I. Was ist Wu­cher (§ 138 Abs. 2 BGB)?

1. Ver­drängt § 138 Abs. 2 BGB § 134 BGB iVm § 291 StGB?

Ne­ben dem zi­vil­recht­li­chen Nich­tig­keits­grund des § 138 Abs. 2 StGB stellt Wu­cher nach dem (ge­mäß § 18 Abs. 2 Nr. 4 JAPO nicht zu den Pf­licht­fä­chern ge­hö­ren­den) § 291 StGB auch eine Straf­tat dar, die Voraus­set­zun­gen der bei­den Re­ge­lun­gen un­ter­schei­den sich je­doch im De­tail.

Voraus­set­zun­gen von § 291 StGB

  1. Leis­tungs­be­zie­hung (Er­brin­gung ei­ner Leis­tung oder de­ren Ver­mitt­lung)
  2. Zwangs­lage, Uner­fah­ren­heit, Man­gel an Ur­teils­ver­mö­gen oder er­heb­li­che Wil­lens­schwä­che
  3. Aus­beu­tung der Schwä­che
  4. Ge­wäh­rung oder Ver­spre­chen von Ver­mö­gens­vor­tei­len, die ei­nem auf­fäl­li­gen Miss­ver­hält­nis zu der Leis­tung oder de­ren Ver­mitt­lung ste­hen.

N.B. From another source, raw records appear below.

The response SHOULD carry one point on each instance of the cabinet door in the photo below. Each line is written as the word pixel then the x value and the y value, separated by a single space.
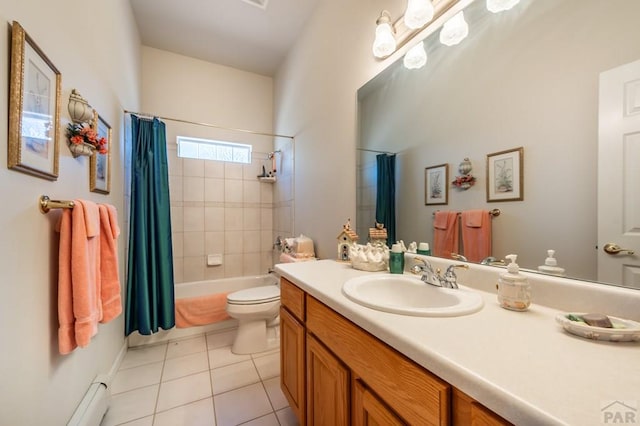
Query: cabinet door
pixel 327 387
pixel 292 363
pixel 368 410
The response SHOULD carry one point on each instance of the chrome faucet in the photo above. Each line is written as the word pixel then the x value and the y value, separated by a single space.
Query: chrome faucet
pixel 429 276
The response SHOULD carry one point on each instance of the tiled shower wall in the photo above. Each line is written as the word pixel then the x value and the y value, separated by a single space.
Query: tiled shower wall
pixel 219 208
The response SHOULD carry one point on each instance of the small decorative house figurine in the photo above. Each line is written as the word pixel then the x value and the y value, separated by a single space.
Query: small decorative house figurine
pixel 378 235
pixel 345 239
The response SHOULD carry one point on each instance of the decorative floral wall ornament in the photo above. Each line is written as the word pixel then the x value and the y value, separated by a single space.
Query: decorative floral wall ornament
pixel 466 179
pixel 79 109
pixel 84 140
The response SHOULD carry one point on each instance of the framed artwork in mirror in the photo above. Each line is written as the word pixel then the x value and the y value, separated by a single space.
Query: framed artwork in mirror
pixel 100 162
pixel 436 190
pixel 34 108
pixel 505 175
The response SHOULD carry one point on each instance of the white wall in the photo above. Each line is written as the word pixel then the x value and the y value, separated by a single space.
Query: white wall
pixel 94 44
pixel 216 208
pixel 315 100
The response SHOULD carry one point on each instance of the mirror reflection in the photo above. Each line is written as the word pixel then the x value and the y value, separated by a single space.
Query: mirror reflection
pixel 526 78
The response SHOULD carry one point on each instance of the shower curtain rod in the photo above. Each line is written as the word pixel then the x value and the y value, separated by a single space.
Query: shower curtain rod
pixel 376 151
pixel 208 125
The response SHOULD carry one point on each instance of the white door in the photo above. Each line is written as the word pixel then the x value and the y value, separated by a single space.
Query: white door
pixel 619 176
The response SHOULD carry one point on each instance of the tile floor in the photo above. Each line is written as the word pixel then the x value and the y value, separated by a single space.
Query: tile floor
pixel 198 381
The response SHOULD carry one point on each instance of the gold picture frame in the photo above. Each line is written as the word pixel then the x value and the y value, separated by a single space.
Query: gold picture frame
pixel 436 185
pixel 505 175
pixel 34 108
pixel 100 164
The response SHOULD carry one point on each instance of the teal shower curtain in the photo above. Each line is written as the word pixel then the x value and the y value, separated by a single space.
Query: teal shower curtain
pixel 386 194
pixel 150 297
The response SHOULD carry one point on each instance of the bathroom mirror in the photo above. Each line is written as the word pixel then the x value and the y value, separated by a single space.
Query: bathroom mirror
pixel 527 77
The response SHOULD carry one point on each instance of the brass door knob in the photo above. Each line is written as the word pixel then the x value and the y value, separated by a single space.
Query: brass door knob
pixel 613 248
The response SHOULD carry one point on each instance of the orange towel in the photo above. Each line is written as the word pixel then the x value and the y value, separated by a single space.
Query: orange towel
pixel 66 329
pixel 476 234
pixel 109 276
pixel 201 310
pixel 79 308
pixel 445 234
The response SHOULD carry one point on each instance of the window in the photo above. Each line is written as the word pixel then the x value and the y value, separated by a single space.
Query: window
pixel 207 149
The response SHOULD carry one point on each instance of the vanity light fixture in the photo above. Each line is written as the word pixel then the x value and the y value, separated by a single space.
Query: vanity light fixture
pixel 385 42
pixel 416 57
pixel 454 30
pixel 418 13
pixel 497 6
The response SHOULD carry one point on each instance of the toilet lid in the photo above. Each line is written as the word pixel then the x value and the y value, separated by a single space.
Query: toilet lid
pixel 264 294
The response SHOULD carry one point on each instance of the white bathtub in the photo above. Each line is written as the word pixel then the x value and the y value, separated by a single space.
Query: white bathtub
pixel 201 288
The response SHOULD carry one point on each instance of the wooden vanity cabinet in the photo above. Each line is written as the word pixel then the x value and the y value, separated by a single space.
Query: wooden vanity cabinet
pixel 293 348
pixel 335 373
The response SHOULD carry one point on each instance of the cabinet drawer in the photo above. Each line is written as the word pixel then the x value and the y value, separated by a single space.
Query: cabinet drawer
pixel 406 387
pixel 292 298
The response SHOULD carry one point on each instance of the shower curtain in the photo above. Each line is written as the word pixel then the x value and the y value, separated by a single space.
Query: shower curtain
pixel 150 295
pixel 386 195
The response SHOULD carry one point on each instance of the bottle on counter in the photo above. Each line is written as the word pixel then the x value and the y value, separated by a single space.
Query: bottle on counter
pixel 551 265
pixel 423 248
pixel 396 259
pixel 514 290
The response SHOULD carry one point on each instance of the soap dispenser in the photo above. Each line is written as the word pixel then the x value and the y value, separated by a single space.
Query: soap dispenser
pixel 514 291
pixel 551 265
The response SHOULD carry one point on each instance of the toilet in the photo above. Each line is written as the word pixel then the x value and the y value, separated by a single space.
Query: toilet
pixel 257 311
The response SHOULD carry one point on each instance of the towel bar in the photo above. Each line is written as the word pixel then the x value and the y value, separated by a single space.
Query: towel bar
pixel 47 204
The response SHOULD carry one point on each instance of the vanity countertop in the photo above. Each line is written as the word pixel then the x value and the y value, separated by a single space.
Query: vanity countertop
pixel 521 365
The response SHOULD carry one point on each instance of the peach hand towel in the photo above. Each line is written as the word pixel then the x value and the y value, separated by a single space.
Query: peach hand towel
pixel 201 310
pixel 476 234
pixel 445 234
pixel 110 298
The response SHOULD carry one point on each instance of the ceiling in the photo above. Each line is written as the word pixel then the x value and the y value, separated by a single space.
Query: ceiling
pixel 251 35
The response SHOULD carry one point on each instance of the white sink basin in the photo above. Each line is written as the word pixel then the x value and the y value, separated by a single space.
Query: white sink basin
pixel 407 295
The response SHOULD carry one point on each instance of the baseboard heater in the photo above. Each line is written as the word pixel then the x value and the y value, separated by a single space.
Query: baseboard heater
pixel 93 406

Sub­jek­tiv ist die Ab­sicht (do­lus di­rec­tus I) der Er­zie­lung ei­nes über­mä­ßi­gen Ver­mö­gens­vor­teils er­for­der­lich, im Üb­ri­gen ge­nügt do­lus even­tua­lis

Die­ser Straf­tat­be­stand stellt ein Ver­bots­ge­setz im Sinne von § 134 BGB dar, das dem Tat­be­stand des § 138 Abs. 2 BGB sehr ähn­lich ist. Da­her ist frag­lich, wie sich diese bei­den Nich­tig­keits­gründe zu­ein­an­der ver­hal­ten. Die­sen Streit müs­sen Sie nicht im De­tail be­herr­schen, da § 291 StGB wie ge­sagt nicht zum Pf­licht­fach­stoff ge­hört.

Ei­ner­seits kann man § 138 Abs. 2 BGB um­fas­send Vor­rang vor § 134 BGB iVm § 291 StGB zu­spre­chen und so die An­wend­bar­keit von § 134 BGB aus­schlie­ßen. An­sons­ten wäre § 138 Abs. 2 BGB we­gen des weit­ge­hend de­ckungs­glei­chen An­wen­dungs­be­reichs prak­tisch be­deu­tungs­los.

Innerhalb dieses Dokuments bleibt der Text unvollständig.